Lieutenant Bird died late in the afternoon and was buried at
sunrise the next day, sewed up in a tarpaulin, with an eighteen
pound shell at his feet. The morning broke brilliantly clear and
bitter cold. The sea was rolling blue walls of water, and the
boat was raked by a wind as sharp as ice. Excepting those who
were sick, the boys turned out to a man. It was the first burial
at sea they had ever witnessed, and they couldn't help finding it
interesting. The Chaplain read the burial service while they
stood with uncovered heads. The Kansas band played a solemn
march, the Swedish quartette sang a hymn. Many a man turned his
face away when that brown sack was lowered into the cold, leaping
indigo ridges that seemed so destitute of anything friendly to
human kind. In a moment it was done, and they steamed on without
him.

The glittering walls of water kept rolling in, indigo, purple,
more brilliant than on the days of mild weather. The blinding
sunlight did not temper the cold, which cut the face and made the
lungs ache.
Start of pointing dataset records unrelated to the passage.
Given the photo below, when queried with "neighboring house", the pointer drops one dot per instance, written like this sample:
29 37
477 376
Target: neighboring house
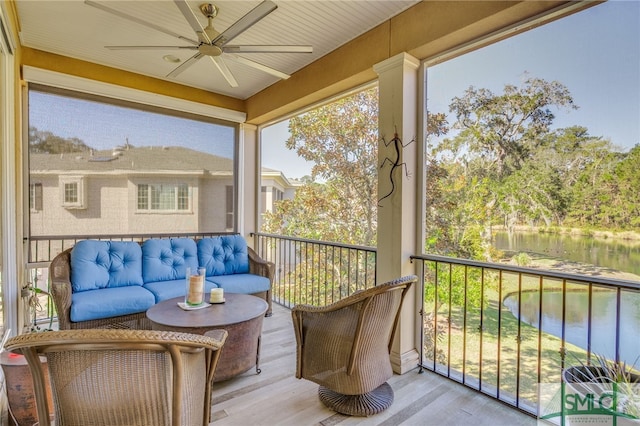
136 190
275 187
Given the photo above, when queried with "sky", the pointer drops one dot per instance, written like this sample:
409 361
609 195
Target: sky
594 53
93 123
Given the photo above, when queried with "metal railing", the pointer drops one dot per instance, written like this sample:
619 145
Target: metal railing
503 329
496 328
316 272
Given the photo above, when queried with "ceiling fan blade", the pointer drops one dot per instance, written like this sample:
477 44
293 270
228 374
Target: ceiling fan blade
139 21
242 24
226 72
151 47
257 65
186 64
191 19
267 49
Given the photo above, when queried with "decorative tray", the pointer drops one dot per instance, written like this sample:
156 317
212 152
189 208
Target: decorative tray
186 307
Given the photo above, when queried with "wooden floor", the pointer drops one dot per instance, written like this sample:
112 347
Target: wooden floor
276 397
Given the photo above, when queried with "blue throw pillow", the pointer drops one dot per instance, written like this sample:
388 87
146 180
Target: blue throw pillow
100 264
168 258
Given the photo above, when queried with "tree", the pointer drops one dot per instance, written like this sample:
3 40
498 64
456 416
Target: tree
341 139
493 170
47 142
505 129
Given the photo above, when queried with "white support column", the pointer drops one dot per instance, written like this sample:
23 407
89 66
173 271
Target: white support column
248 180
397 224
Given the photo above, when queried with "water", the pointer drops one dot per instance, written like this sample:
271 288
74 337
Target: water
603 319
620 255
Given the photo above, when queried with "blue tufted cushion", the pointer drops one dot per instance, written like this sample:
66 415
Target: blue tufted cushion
163 290
109 302
223 255
242 283
167 259
99 264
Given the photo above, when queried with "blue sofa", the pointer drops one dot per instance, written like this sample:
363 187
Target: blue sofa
98 283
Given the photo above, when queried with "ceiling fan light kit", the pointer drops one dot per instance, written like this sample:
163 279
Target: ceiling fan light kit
211 43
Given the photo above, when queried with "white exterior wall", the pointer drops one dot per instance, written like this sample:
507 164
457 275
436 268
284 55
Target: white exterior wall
112 207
Landsmen began to have that miserable sense of being
where they were never meant to be. The boys lay in heaps on the
deck, trying to keep warm by hugging each other close. Everybody
was seasick. Fanning went to bed with his clothes on, so sick he
couldn't take off his boots. Claude lay in the crowded stern, too
cold, too faint to move. The sun poured over them like flame,
without any comfort in it. The strong, curling, foam-crested
waves threw off the light like millions of mirrors, and their
colour was almost more than the eye could bear. The water seemed
denser than before, heavy like melted glass, and the foam on the
edges of each blue ridge looked sharp as crystals. If a man
should fall into them, he would be cut to pieces.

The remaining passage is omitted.